John Hancock to the Duke of Leeds (15 January 1847)
Draft letter from Hancock to the Duke of Leeds discussing estimates for casting a model of a Gyrfalcon in either silver or in a combination of silver and bronze.
Copy Jany: 15th. 1847
To His Grace the Duke of Leeds 1
Having made the alterations suggested by your Grace & having much improved the plumage & general details of the model of the Hawk, the same was forwarded to London a few days ago to cast, and as the parties there, had not seen it when the former estimate was made given, therefore I thought it best to have a fresh estimate. The silversmith here has just called upon me with it and I find it exceeds the sum mentioned when your Grace was last in Newcastle[.] I requested that the estimate should be made in two ways, first entirely in silver, second the bird, jesses, leash & hood only in silver, with the rock bronze, the former will cost £140, the £120 for any part. I think the latter plan is the better [p.2] for the dark color [sic colour] of the bronze would relieve and very much heighten the effect of the bird and I am informed that some important pieces of silver plate, recently manufactured, were mounted on a ground of bronze with excilent [sic]effect. In conclusion I beg to observe that the above prices include every thing, waiting your grace’s reply.
I remain | JH [signature]
P.S. I wish to know if your grace intends having a motto affixed as originally suggested it would suit very well to have it on the leash if so I would your Grace to let me have it as also the inscription which I suppose ought to be placed on the rock[.]
Francis George Godolphin D’Arcy-Osborne, 7th Duke of Leeds (1798 – 1859) was a British peer and politician. He succeeded his father in 1838.
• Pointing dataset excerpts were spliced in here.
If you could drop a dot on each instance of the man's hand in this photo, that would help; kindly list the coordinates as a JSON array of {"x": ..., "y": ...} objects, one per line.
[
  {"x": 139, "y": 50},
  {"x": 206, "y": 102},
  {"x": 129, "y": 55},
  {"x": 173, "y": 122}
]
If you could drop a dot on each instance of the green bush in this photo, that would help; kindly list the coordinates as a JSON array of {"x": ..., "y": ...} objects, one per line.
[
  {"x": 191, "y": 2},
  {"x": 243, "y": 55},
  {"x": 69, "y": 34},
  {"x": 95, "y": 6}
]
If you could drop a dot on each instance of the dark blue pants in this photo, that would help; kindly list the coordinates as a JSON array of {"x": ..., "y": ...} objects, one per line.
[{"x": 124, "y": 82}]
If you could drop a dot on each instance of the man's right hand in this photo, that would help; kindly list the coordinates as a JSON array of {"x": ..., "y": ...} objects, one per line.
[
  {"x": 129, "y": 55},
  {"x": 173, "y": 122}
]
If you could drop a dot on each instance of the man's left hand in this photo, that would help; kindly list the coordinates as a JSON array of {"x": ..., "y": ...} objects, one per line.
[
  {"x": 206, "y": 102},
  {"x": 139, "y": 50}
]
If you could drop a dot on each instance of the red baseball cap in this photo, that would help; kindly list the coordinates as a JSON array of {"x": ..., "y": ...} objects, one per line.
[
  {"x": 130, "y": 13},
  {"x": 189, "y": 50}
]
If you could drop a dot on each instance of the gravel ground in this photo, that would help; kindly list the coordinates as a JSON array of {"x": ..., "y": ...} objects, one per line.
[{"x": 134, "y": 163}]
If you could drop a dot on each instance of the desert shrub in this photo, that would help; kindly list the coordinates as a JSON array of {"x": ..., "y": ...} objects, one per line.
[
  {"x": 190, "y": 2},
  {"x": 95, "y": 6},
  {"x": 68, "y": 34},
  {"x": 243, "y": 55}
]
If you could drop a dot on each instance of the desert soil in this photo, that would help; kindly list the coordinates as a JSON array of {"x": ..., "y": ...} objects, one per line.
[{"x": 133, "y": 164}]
The principal ducal seat was Hornby Castle, Yorkshire.
The Duke commissioned Hancock to produce a silver model of a Gryfalcon standing on a rock. The model was to be given as a prize, by the Duke, at the next race meeting of the Royal Hawking Club to be held at the Het Loo Palace in Apeldoorn, Holland in June 1847.
The Duke was a member of the celebrated Loo Hawking Club, formed in 1839, which had its headquarters at the Loo, the summer palace of the King of Holland, under whose patronage the members met every summer for about six weeks to follow the sport of heron-hawking.